For people involved in contentious litigation, mediation may seem like a waste of resources – time, energy and money. Divorce litigation is no exception. Even in situations where this perception is persistent, statistics have shown that mediation settlement conferences allow parties in conflict the opportunity to create longer-lasting resolutions than courts are able to provide upon ruling after a trial.
Because the flexibility that mediation provides is so great, North Carolina courts have found these settlement conferences alleviate caseloads and they have learned to rely heavily on alternative dispute resolution (ADR) methods. In almost every modern trial order, courts require parties to attend at least one mediation session prior to scheduling a matter for trial. An agreement to attend mediation can be made at any point, even before filing a lawsuit.
What is Mediation?
In mediation, a neutral third party, the mediator, is used to help guide parties to a mutually agreeable resolution. A skilled mediator has the ability to listen to the parties and identify specific areas of contention in order to address those issues. A mediation settlement conference should not be confused with arbitration, which is more like a private trial. In arbitration, a neutral third party, an arbitrator, hears testimony and reviews evidence from both parties and makes a binding decision, similar to a judge in court.

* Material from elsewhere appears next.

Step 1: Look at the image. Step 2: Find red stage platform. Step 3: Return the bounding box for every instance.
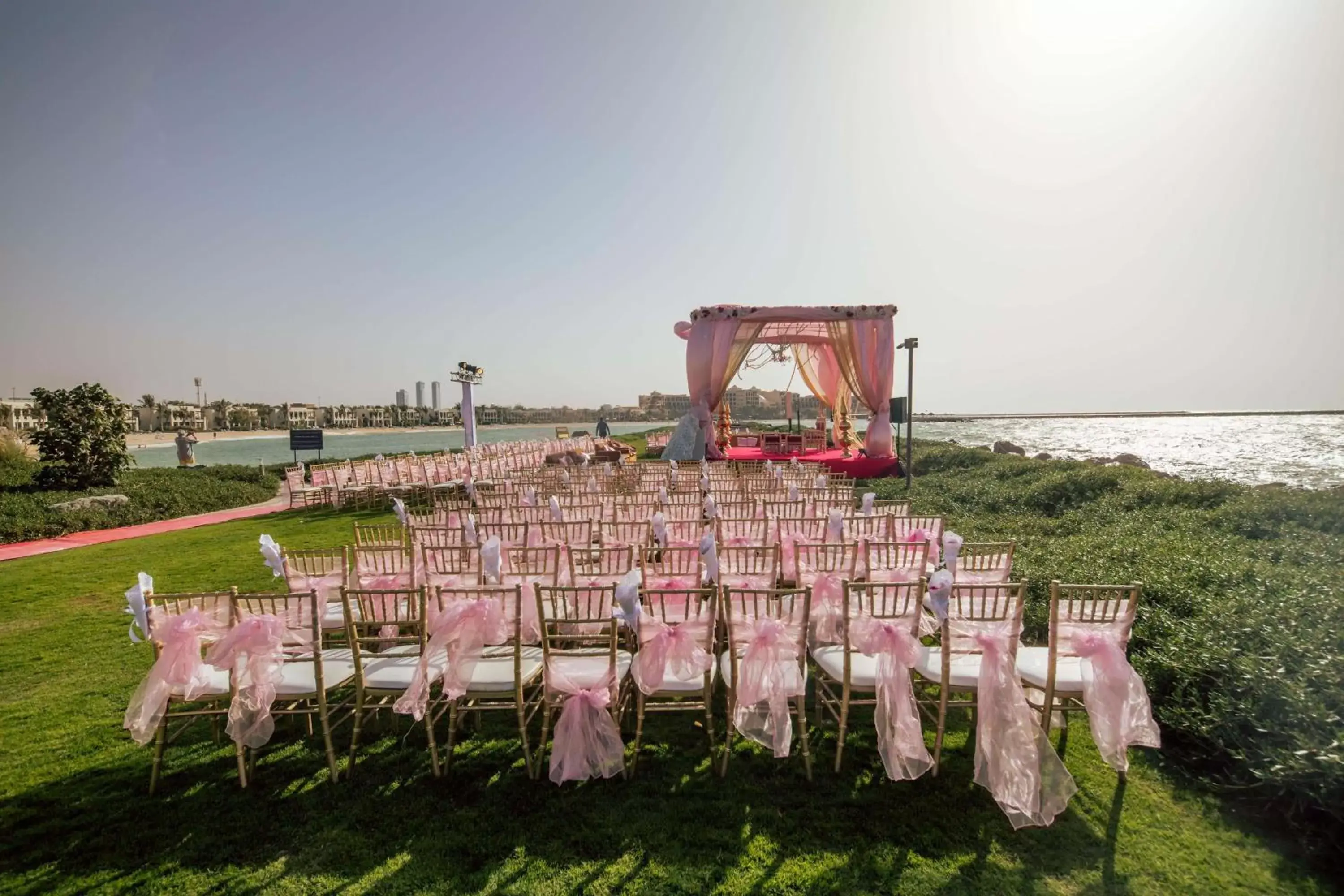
[728,448,900,479]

The Advantages of Mediation
An experienced attorney, knowledgeable of the kind of matters at hand and specially trained as a mediator, is generally agreed to by the lawyers involved or appointed by the court to manage the settlement conference. A well-trained mediator listens to both sides and offers constructive advice and options that facilitate agreement, unlike a judge who will simply render a decision.
All issues can be addressed in a mediation, including equitable distribution of marital property and debts, child custody, child support, and spousal support.
Mediation allows parties to retain some control of the outcome of their case through agreement and compromise, relieving families of uncertainties that come with a judicial ruling. This provides the parties with opportunities to tailor creative solutions for their unique situation and offers less likelihood of the need for modification in the future.
Mediation allows parties to avoid the costly expense of litigation, including the time required to prepare for a trial. Mediation can be scheduled at a time that is convenient for the parties while everything else in a case is typically set at the convenience of the court.
Mediation and potential agreements discussed at mediation are confidential. Settlements reached at a mediation conference can remain confidential where a consent order entered by the court becomes public record.
Studies have shown that people that find resolution through alternative dispute resolution are more likely to abide by these agreements than they are those ordered by the court.
Mediation is informal, designed to take place in comfortable surroundings, and is often less stressful for the parties. In mediation, no testimony or witnesses are required and parties are not required to be in the same room with one another. The mediator goes back and forth between the different rooms, allowing the parties to be at ease with privacy to speak frankly and directly.
In the event that mediation does not result in a full resolution, it can still help narrow down issues to be addressed and shed light on the opposing party’s case that may be presented at trial.